Abstract:
This panel features archivists, librarians, and curators leading classes that incorporate largely non-textual collection materials, ranging from architectural drawings to vinyl records, posters and zines to artists’ books and textiles. How are classes with these objects different from presenting students with folders of printed or manuscript material to digest in a classroom setting? Creating courses around unusual or sometimes unwieldy archival objects can raise specific challenges, from basic issues around classroom size and handling, to students’ abilities to grasp the archival context of specific objects. Panelists will discuss the challenges that these types of materials present to them, and creative solutions they have developed to engage students with these objects in a meaningful way.
Description:
This panel features archivists, librarians, and curators leading classes that incorporate largely non-textual collection materials, ranging from architectural drawings to vinyl records, posters and zines to artists’ books and textiles. How are classes with these objects different from presenting students with folders of printed or manuscript material to digest in a classroom setting? Creating courses around unusual or sometimes unwieldy archival objects can raise specific challenges, from basic issues around classroom size and handling, to students’ abilities to grasp the archival context of specific objects. Panelists will discuss the challenges that these types of materials present to them, and creative solutions they have developed to engage students with these objects in a meaningful way. Panelists will also consider how teaching with special formats creates opportunities for discussions around issues of power dynamics, empowerment, and underrepresented groups in archives and special collections.

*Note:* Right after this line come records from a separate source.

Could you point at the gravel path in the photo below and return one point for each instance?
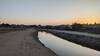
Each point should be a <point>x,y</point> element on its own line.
<point>21,43</point>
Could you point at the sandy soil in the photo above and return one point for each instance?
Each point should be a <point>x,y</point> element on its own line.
<point>22,43</point>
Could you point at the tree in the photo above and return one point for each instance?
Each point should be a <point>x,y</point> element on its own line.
<point>76,26</point>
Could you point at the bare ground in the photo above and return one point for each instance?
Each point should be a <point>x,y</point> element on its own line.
<point>22,43</point>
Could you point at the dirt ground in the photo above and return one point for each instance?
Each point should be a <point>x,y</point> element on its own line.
<point>22,43</point>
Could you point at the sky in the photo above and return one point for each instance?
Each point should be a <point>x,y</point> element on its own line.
<point>53,12</point>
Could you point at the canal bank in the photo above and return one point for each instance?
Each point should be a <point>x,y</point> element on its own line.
<point>63,47</point>
<point>86,41</point>
<point>22,43</point>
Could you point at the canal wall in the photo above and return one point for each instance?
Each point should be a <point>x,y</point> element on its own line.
<point>86,41</point>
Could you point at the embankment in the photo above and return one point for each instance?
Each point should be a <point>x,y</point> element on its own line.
<point>22,43</point>
<point>90,42</point>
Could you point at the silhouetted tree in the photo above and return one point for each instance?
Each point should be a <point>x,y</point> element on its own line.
<point>76,26</point>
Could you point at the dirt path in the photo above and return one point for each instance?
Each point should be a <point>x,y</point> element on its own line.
<point>21,43</point>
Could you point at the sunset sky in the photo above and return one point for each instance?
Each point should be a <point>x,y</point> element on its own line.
<point>52,12</point>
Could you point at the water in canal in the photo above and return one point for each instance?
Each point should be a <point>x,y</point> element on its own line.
<point>65,48</point>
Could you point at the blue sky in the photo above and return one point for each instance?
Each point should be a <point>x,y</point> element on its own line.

David Benjamin, University of Central Florida will speak about teaching with his institution’s collections of folk art and artists’ books from women artists and people of color. Pamela Casey, Columbia University, will explore how students engaging with the physical materiality of architectural drawings, photographs, and models, rather than encountering these in a book or a professor’s slide presentation, can lead to critical discussions around authorship and labor in design practices. Alison Fraser, University at Buffalo will describe how she uses artists’ books and repurposed materials in the archives to introduce students to ideas around the book as object, the importance of form as well as content, and how these objects confront students to consider the traditional power structures of poetry publication. Christine Lutz, Rutgers University Libraries regularly leads classes using posters, zines and vinyl records, engaging students in discussions around what ""should"" be in an archive, and whose stories get told. Benjamin Panciera, Connecticut College will speak to the initial struggles of working with artists’ books in a classroom setting, and how developing a more interactive instruction session led to deeper student engagement, with students empowered to focus on what interested them. Jessica Quagliaroli, Yale University, will describe how teaching with architectural drawings, records, and maps are used to have students critically examine and discuss urban renewal and redevelopment. Alison Reynolds, Georgia Institute of Technology will talk to the use of textiles and fabric samples in a classroom setting, and how these objects can stimulate discussions around audience, purpose, and socio economic power structures. Blythe Roveland-Brenton, Binghamton University will address some of the challenges of teaching with posters -- ephemeral objects that powerfully combine words, image and design, and which have the power to both mobilize and polarize.